Why capitalism fails - The Boston Globe [A lot more about Minsky]
- One Cheer for Hyman Minsky  - Barrons
- Why There Was No Depression - Robert J. Samuelson/The Washington Post
- Rational Irrationality: The real reason that capitalism is so crash-prone - The New Yorker

-- George Pyle/The Buffalo News 

Stealing software. Buying Marvel.

   If you are reading this blog on pirated software, beware.
   [OK. Web browsers are free. You get the idea.]
   In today's Buffalo News Business Today section, we report on a Tonawanda-based company that has agreed to pay a $62,000 settlement with the Business Software Alliance [press release] after the BSA determined that some of the computers at Mueller Services were running unlicensed software.
   They take this stuff seriously. To rat out your boss, or ex-boss, you can go here. If you are the boss, and want to check your own machines for stolen software, you can go here.
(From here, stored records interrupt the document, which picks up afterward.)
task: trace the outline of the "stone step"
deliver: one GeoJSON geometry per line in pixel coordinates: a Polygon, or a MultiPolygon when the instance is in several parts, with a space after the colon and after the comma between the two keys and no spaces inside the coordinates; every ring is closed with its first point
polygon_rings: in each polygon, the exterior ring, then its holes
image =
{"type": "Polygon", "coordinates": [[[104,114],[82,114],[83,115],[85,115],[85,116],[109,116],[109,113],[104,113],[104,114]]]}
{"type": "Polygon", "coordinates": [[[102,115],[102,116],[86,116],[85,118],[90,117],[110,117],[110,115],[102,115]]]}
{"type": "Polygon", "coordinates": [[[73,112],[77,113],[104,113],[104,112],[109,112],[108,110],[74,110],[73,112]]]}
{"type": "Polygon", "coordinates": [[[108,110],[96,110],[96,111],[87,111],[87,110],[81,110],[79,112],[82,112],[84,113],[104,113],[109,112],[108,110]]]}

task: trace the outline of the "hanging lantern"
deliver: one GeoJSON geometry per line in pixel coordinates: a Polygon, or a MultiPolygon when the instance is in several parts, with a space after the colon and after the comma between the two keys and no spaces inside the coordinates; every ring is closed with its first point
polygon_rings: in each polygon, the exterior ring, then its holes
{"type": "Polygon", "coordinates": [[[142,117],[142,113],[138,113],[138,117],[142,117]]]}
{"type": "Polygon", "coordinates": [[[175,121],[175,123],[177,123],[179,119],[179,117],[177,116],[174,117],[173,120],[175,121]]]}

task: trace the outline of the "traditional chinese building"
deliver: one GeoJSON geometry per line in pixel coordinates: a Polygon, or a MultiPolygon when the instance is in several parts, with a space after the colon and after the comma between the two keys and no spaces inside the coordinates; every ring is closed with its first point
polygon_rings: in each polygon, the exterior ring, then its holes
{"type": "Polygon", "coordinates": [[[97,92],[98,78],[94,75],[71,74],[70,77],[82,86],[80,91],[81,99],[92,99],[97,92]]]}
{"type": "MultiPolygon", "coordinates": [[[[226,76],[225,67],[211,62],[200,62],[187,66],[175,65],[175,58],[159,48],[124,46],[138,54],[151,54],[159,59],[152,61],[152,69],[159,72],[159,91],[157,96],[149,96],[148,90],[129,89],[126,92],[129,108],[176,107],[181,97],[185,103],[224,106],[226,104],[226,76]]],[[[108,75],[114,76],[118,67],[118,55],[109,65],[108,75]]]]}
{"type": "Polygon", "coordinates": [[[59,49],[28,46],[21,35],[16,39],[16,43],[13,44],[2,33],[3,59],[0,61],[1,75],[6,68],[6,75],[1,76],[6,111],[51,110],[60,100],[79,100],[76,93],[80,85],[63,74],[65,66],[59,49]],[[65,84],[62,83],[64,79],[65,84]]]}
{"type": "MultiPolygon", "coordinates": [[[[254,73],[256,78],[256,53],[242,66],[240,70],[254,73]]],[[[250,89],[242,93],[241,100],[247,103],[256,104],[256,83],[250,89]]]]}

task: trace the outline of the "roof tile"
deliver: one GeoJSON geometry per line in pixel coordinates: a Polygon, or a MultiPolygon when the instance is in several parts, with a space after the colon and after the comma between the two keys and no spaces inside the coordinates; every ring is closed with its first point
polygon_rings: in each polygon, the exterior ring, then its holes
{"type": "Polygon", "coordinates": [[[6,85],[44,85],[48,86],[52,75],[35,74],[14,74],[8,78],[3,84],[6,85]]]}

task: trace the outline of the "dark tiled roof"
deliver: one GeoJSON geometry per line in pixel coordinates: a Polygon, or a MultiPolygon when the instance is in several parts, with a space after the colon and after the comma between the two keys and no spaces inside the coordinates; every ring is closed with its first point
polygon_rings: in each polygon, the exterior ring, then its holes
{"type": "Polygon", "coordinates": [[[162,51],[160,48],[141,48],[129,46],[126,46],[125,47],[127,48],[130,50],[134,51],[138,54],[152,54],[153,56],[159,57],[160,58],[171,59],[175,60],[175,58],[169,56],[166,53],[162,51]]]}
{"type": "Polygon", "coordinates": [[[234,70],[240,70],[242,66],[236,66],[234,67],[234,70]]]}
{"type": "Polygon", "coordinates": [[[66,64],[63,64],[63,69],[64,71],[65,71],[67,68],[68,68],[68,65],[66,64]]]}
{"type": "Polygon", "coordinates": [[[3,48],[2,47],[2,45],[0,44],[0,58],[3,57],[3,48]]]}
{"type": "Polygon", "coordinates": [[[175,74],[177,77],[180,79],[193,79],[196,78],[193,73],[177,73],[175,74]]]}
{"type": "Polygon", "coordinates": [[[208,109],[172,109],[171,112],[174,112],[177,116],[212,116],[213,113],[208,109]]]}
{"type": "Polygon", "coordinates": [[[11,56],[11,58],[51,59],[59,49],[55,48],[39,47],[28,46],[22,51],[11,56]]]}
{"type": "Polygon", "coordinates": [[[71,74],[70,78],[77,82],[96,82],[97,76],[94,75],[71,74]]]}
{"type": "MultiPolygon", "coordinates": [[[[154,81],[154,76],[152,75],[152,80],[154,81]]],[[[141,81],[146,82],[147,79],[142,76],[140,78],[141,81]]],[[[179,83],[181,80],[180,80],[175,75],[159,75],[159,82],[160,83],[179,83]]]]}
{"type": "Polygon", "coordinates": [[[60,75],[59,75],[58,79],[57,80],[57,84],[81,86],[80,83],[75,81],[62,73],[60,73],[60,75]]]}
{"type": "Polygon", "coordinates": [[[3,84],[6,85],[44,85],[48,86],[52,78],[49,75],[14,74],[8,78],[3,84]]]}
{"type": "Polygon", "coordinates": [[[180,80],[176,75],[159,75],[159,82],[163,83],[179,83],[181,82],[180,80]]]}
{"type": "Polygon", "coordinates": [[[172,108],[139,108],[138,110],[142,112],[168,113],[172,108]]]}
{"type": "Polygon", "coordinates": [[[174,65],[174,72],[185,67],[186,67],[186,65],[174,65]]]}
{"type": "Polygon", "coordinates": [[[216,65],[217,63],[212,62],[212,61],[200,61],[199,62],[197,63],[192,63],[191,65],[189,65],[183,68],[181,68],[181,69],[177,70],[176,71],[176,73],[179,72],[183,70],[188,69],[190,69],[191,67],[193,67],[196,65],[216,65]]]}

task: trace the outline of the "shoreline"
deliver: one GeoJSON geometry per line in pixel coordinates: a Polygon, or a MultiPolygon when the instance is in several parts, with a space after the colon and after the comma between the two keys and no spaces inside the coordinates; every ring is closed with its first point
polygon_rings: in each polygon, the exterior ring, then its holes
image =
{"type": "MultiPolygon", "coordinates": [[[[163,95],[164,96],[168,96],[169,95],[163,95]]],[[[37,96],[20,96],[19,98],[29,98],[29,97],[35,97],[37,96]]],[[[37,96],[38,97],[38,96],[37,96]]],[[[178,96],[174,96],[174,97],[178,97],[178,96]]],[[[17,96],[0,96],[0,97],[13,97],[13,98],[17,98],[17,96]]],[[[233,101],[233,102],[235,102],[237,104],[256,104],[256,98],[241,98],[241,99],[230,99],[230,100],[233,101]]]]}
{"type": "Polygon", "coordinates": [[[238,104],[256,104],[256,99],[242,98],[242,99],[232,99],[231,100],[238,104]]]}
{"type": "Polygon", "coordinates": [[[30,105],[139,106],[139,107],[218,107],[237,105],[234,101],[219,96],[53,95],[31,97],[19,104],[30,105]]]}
   But the big biz news of the day had to be the Disney empire plunking down $4 billion -- that's billion -- for Marvel Entertainment. That makes Spider-Man and Mickey Mouse roomies. [Disney press release. Conference call.]
   The surprise cash-and-stock deal sent Spidey senses tingling in the comic book world. It could lead to Spiderbite new rides, movies, action figures and other outlets for Marvel's 5,000 characters, although Marvel already was aggressively licensing its properties for such uses.
   Los Angeles Times Big Picture blogger Patrick Goldstein says the deal, together with its purchase of Pixar, is Disney's admission that it cannot create anything any more, and has decided to buy stuff instead.
   The studio is now a giant collection of familiar, easily accessible brands -- Marvel, Pixar, Spielberg and Bruckheimer -- all under one large, even more familiar umbrella brand: Disney. It is a media conglomerate that will probably someday look a lot more like Procter & Gamble than a movie studio.
   Other takes from The Wall Street Journal [This fixes Disney's "boy problem."], The Orlando Sentinel [Wants to see an exploding pumpkin take out It's A Small World.]  The New York Times, The New York Daily News  Variety and The Hollywood Reporter.